La Galerie R3 présente sa toute nouvelle exposition Analgésie congénitale de l’artiste d’origine iranienne Shabnam Zeraati. Dans cette installation, l’artiste pose un regard à la fois sensible et critique sur les conflits sociaux.

Shabnam Zeraati vit et travaille à Montréal depuis 2011. Elle a complété ses études en design graphique à Téhéran en 2002 puis a poursuivi son cursus à l’École nationale supérieure des arts décoratifs de Strasbourg (ENSAD, 2008).
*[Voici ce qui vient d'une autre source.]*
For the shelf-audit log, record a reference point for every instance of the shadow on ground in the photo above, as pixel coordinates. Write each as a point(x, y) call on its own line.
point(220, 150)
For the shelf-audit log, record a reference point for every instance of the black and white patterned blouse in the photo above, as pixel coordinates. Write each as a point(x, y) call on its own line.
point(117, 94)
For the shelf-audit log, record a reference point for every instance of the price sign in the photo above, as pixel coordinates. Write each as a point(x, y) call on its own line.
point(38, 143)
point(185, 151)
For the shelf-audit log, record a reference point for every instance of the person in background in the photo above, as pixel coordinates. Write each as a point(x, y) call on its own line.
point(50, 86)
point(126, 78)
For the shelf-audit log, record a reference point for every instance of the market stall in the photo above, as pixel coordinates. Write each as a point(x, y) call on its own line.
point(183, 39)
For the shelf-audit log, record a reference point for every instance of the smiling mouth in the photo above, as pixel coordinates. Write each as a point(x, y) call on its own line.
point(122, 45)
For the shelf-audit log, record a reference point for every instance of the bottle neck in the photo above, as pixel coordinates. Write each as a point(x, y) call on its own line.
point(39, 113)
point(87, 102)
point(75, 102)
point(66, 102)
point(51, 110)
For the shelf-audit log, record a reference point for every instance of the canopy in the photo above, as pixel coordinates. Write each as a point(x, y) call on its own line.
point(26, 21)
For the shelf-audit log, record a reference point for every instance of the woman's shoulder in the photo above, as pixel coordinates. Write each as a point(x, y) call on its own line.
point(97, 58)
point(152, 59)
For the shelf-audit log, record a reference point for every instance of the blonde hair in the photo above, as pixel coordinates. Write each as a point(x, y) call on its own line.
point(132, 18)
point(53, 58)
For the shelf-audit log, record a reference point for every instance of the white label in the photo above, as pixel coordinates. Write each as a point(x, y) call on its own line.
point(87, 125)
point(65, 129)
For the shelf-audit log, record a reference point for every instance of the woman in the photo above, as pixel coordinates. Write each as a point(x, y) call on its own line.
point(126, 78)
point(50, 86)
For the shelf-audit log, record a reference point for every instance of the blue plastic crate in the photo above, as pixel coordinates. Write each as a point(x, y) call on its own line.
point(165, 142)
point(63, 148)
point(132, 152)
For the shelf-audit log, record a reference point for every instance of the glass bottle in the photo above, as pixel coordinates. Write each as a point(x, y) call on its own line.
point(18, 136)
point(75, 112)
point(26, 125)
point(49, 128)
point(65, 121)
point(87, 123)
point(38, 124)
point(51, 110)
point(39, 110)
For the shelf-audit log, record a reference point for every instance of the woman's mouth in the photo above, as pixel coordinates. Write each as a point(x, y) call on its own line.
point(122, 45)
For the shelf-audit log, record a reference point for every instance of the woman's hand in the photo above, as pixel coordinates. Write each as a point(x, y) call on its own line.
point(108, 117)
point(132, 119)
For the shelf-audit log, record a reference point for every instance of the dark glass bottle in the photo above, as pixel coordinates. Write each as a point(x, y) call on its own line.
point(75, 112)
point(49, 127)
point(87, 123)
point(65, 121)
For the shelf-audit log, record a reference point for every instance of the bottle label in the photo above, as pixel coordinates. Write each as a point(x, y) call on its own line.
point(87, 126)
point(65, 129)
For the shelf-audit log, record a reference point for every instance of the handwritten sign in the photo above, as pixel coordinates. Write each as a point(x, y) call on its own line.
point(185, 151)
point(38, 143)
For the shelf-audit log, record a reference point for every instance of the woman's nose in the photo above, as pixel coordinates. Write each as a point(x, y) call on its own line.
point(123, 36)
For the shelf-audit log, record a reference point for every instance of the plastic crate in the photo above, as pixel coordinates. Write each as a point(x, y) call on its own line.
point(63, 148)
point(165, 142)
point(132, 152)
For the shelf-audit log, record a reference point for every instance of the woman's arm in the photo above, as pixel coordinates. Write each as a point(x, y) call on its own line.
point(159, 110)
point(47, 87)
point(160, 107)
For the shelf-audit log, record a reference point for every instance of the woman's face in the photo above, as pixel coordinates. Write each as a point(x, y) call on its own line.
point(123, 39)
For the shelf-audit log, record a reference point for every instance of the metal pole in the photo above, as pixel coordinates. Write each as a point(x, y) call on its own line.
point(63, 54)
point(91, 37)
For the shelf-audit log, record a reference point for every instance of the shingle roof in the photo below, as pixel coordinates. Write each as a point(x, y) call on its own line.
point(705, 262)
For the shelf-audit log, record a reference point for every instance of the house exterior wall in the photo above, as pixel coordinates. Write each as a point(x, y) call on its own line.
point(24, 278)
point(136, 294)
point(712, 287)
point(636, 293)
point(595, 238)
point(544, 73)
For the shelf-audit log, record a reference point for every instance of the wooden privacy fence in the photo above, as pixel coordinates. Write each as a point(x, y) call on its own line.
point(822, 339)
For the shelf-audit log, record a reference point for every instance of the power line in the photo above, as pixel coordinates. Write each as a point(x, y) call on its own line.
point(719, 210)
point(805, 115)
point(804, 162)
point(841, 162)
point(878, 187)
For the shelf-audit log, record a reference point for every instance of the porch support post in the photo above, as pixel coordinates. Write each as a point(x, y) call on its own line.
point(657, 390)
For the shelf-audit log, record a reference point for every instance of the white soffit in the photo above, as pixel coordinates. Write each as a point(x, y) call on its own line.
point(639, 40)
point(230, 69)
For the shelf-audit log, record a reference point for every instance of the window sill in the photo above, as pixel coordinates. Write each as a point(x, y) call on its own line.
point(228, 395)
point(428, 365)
Son travail a été présenté à plusieurs endroits dans le monde, notamment à Langage Plus (Alma, Canada), Atoll art actuel (Victoriaville, Canada), Azad Art Gallery (Téhéran, Iran) et au Musée d’art contemporain de Strasbourg (Strasbourg, France). Certaines de ses œuvres font partie de collections dont la collection publique du Musée BL du canton de Bâle-Campagne (Suisse).
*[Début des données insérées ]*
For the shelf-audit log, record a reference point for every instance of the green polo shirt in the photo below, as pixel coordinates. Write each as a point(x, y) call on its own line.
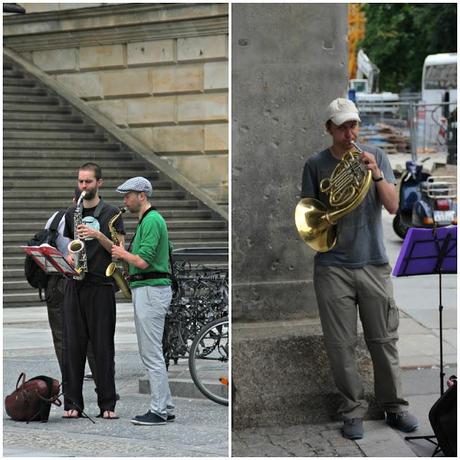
point(151, 243)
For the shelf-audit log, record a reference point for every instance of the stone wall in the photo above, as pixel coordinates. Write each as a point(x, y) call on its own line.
point(160, 71)
point(288, 62)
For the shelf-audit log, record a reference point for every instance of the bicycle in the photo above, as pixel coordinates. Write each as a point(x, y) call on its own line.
point(208, 360)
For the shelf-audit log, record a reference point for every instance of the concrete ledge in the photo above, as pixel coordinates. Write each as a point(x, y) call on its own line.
point(121, 136)
point(281, 375)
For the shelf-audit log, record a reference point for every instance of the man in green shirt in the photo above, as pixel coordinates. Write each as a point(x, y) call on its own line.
point(150, 282)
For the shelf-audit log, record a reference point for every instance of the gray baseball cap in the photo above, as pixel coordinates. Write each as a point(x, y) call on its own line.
point(136, 184)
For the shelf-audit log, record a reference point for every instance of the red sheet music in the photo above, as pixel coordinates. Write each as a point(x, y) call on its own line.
point(49, 259)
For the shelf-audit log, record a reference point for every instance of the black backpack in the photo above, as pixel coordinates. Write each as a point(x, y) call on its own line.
point(35, 276)
point(443, 419)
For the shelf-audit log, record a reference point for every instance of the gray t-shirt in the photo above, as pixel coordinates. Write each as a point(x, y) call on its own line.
point(359, 233)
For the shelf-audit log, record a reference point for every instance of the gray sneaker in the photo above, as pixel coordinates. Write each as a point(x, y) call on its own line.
point(352, 428)
point(402, 421)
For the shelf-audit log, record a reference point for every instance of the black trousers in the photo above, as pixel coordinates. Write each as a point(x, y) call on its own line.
point(88, 316)
point(54, 295)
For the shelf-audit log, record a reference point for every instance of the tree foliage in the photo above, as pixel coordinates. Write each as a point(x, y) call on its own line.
point(400, 35)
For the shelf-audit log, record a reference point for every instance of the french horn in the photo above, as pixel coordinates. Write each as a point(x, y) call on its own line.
point(347, 187)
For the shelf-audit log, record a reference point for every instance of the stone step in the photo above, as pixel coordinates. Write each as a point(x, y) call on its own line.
point(43, 215)
point(84, 144)
point(54, 136)
point(62, 167)
point(21, 89)
point(20, 99)
point(45, 126)
point(69, 184)
point(40, 108)
point(45, 141)
point(12, 81)
point(13, 73)
point(54, 118)
point(80, 155)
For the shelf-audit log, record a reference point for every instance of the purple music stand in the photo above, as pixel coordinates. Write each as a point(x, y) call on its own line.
point(429, 252)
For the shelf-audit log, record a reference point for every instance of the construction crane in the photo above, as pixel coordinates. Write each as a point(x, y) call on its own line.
point(356, 32)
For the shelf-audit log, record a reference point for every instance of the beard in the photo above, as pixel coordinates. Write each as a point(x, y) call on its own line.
point(90, 194)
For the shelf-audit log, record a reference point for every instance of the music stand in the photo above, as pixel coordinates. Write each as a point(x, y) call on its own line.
point(429, 252)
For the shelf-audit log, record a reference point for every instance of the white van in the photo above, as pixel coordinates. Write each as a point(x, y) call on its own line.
point(439, 77)
point(439, 85)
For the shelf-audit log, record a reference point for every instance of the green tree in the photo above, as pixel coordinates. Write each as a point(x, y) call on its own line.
point(400, 35)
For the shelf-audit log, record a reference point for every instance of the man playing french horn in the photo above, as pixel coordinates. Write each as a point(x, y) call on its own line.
point(89, 299)
point(351, 266)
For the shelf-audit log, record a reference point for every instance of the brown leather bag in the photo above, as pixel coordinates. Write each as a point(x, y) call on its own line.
point(32, 399)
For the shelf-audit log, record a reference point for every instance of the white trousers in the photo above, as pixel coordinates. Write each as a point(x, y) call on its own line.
point(151, 304)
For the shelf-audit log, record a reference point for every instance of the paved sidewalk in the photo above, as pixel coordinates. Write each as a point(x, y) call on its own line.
point(201, 428)
point(417, 299)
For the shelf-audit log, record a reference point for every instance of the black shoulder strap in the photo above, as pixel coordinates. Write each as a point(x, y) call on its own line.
point(55, 222)
point(98, 209)
point(137, 226)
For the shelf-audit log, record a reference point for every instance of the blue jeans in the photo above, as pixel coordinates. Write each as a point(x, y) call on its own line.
point(151, 304)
En tant que jeune immigrée, l’artiste est grandement habitée par les différentes vagues migratoires. Elle porte une réflexion sur les politiques migratoires d’Europe et d’Amérique du Nord de même que leurs impacts sur le statut de réfugié. L’immigration apparaît ainsi comme thème central dans sa pratique.

Analgésie congénitale

L’exposition se compose de quatre œuvres : Analgésie congénitale #1 (2017), You Look Worn Out (2013), Majorité invisible (2016) et Analgésie congénitale #2 (2018). Bien qu’elles ne proviennent pas toutes d’une même série, un dialogue s’opère entre elles. On y retrouve des gravures, un livre d’artiste, des dessins et une installation composée de bateaux en origamis déposés au sol.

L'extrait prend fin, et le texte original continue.